Tra le molte cose che ignoriamo dell'Iran c'è anche l'esistenza di una sorta di movimento "hippy" che ha i suoi santuari in un arcipelago nel sud del Paese. Le rocciose isole di Hormuz, Hengam e Larak sono le mete ambite di molti giovani.
Come la California degli anni Sessanta del Novecento per la Beat generation, le isole del Golfo Persico si sono trasformate in sinonimo di libertà e avventura per i giovani iraniani. «Sono un must per chi vuole uscire dai sentieri battuti ed è in cerca di nuove esperienze», conferma Parisa Bakthiari, responsabile del sito Surfiniran.
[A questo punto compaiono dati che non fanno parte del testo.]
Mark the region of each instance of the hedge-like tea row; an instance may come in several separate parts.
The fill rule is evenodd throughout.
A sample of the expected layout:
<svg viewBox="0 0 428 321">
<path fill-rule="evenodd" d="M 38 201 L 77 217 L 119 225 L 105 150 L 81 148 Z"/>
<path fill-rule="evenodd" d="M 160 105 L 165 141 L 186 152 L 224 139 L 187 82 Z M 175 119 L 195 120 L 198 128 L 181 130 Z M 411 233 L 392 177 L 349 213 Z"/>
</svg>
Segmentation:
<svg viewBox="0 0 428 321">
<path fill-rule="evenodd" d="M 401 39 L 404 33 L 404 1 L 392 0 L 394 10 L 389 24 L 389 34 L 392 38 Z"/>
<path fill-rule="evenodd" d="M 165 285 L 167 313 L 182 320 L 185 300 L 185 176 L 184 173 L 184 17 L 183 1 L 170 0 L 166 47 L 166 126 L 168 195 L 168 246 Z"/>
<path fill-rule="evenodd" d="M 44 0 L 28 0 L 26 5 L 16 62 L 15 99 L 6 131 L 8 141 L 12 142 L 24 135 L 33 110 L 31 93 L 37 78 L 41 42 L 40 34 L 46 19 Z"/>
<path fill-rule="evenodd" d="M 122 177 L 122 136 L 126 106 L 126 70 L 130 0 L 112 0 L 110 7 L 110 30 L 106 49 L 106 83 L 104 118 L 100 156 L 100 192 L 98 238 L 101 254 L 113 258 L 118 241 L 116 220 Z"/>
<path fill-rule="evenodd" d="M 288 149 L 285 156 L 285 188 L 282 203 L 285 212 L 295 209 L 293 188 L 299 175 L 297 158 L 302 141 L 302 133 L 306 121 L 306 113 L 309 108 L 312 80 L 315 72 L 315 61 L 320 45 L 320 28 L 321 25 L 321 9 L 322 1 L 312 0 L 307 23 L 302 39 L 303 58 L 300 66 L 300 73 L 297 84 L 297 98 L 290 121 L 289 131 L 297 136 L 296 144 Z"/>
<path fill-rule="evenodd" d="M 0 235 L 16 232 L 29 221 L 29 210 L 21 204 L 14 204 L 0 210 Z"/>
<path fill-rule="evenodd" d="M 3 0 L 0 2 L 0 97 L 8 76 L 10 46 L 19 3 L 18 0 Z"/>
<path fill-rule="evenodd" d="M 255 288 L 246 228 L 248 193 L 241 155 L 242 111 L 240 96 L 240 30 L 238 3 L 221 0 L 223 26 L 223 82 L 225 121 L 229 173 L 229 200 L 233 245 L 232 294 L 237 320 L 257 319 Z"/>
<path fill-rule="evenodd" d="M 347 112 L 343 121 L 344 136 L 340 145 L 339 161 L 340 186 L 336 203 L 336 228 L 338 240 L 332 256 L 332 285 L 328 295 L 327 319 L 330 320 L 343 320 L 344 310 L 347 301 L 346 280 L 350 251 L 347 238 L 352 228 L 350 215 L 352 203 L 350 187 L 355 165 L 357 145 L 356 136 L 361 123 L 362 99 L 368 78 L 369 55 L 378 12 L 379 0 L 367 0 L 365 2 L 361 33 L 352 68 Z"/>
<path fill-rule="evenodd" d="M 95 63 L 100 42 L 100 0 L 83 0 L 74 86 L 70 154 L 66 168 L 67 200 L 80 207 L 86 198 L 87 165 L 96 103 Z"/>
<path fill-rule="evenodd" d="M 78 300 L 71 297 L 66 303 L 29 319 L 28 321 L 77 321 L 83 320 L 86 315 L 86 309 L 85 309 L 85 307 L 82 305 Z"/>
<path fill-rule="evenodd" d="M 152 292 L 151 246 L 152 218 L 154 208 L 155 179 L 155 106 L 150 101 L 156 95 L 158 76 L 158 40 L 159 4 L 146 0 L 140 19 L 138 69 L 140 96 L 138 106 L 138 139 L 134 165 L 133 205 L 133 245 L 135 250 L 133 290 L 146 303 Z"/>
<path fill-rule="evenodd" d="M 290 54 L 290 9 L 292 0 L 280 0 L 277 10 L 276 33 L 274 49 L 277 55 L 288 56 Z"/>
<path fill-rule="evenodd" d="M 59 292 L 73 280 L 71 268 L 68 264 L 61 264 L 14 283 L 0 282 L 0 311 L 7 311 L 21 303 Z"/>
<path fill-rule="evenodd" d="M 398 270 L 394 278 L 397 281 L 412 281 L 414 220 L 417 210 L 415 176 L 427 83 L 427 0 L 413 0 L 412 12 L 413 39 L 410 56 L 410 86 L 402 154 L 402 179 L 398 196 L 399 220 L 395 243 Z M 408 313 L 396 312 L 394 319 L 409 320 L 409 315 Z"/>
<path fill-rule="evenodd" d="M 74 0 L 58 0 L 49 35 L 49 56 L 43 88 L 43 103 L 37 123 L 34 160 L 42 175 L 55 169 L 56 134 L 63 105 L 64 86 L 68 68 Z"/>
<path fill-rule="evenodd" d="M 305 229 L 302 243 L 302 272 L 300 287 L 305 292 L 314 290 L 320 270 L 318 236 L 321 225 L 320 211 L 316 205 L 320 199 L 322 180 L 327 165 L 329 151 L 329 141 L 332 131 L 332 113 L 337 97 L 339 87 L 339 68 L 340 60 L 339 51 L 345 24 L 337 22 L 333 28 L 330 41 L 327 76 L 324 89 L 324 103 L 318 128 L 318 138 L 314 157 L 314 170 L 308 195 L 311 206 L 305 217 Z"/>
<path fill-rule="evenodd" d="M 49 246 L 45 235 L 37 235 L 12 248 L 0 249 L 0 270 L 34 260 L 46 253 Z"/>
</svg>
Nel piccolo arcipelago a largo di Bandar Abbas, all’estremo sud del Paese, si respira un’aria diversa e si assapora la sensazione di trovarsi in una sorta di zona franca, lontana dai pervasivi controlli della Repubblica islamica e, in questi tempi, anche dal contagio del Covid-19. In pochi anni le isole rocciose, impervie e solitarie di Hormuz, Hengam e Larak, dimenticate per decenni dal turismo nazionale e tuttora ignote a quello internazionale, sono diventate una meta cult per gli artisti e gli spiriti indipendenti delle nuove generazioni. Il viaggio è un rito di iniziazione. C’è chi arriva in aereo fino a Bandar Abbas, chi in treno, chi in autobus, chi addirittura in autostop, come ha fatto, viaggiando da sola, Mahsa di Teheran, attraverso un Paese grande sette volte l’Italia, per raggiungere un gruppo di meditazione sull’isola di Hengam. I “nipoti” persiani di Jack Kerouac e Lawrence Ferlinghetti cercano infatti – a leggere le loro testimonianze sui social – un senso più profondo della loro vita, nuove esperienze artistiche e umane, la possibilità di incontrare persone sulla stessa lunghezza d’onda con cui stringere contatti e amicizie, o immergersi in una natura straordinaria, magica e allucinata.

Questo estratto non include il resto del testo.